In breaking with the Aristotelian causality that saw processes as liberating acts of power, Franz Brentano, a forerunner of Phenomenology, said that the important thing is not love but to love; the beloved becomes a receptacle, an object that holds love and makes it disappear.
Attitude, activity, movement, action -verbs- are the determinants of the relationships of the being-in-the-world.
By taking a stand, getting immobilized, or losing momentum, one establishes imprisoning references of experiences and desires. Everything depends on pre-established ideas, goals, conveniences and inconveniences, achievements and images, adjustments and fittings, always acting on the basis of defeats or achievements that secure positions while alienating and depersonalizing.

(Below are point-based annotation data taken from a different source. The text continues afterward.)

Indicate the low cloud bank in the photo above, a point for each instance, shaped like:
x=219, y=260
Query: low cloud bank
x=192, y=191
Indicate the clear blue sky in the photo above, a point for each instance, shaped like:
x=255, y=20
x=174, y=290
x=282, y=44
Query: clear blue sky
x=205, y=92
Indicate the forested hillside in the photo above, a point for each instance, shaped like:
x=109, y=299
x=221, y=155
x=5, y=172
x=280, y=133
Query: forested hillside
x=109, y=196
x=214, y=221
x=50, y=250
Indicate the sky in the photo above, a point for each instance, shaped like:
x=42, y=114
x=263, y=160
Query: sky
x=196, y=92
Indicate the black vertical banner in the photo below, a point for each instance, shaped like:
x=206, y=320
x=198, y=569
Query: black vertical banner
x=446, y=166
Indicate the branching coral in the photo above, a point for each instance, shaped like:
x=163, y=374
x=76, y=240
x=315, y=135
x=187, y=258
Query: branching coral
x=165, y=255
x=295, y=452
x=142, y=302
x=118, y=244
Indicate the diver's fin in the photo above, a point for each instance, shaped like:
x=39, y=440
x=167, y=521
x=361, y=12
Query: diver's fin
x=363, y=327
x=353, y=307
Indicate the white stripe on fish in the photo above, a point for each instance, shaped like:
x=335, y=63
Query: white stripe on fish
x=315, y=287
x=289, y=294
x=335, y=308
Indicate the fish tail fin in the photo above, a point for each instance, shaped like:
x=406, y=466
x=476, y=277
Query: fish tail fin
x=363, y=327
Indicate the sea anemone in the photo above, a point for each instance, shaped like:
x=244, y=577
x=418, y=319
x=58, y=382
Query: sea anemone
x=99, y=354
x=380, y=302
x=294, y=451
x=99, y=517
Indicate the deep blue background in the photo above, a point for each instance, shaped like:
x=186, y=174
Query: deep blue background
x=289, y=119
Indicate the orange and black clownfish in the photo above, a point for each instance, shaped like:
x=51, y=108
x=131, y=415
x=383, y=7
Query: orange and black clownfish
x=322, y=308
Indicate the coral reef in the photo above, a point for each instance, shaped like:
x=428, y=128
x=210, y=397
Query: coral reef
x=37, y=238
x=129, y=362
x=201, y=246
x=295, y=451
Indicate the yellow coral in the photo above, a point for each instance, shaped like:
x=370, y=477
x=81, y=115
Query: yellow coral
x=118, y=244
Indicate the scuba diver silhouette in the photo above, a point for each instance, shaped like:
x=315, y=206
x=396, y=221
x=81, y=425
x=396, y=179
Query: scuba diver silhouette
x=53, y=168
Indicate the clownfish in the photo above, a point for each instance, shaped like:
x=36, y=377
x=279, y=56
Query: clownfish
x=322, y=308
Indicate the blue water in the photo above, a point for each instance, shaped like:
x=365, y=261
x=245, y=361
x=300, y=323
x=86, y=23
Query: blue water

Attitude is what keeps the momentum going. Being able to love, for example, is more important than holding, caring, and watching over loved ones. It is the availability, the fact of being able to, that allows coexistence, relationships and human interactions. When positioning arises, loved ones appear, hated ones appear as well, and they act as “black holes”, swallowing our availability. It is the conquered, the possessed, the recipient of affection or disaffection, the belonging (“my family, my colleagues, my peers”), the strangeness (“I do not live with this person or this situation, I do not accept, this must be destroyed”); in short, it is the stagnation, the loss of fluidity characteristic of behaviors based on spontaneity and availability.
The dense and the subtle, the needs and possibilities can also be listed in these processes that allow infinite reductions or enlargements of human possibilities. Transforming the other into an object of love, transforming him/her into the beloved one, is a way of reifying him/her even when the transformation creates the meaning of one’s own existence, an amulet.
To live is to relate. This configuration allows freedom, movement, and dynamics.
Life is dynamics, it is movement, and therefore it cannot be imprisoned in cages, it cannot be imprisoned in illusions of well-being, although well-being resembles many frameworks of shelter and imprisonment. The important thing is to understand, to realize that actions are preliminary, dynamic, relational motivators from which positions and secondary situations arise. Certain situations depersonalize the individual. This is the case, for example, when for one the important thing is home, comfort, security, support or when one loses momentum by anchoring it in functional determinism of his/her relational identity.
To live is to participate, to balance, to organize and, for that, movement is necessary. When this movement is transformed into adaptation, fit and rules, it destroys the dynamics, the relational motivations, the procedural data, aiming to always create comfort, even if it implies cuts, ordered suppressions that escape the metrics of small spaces.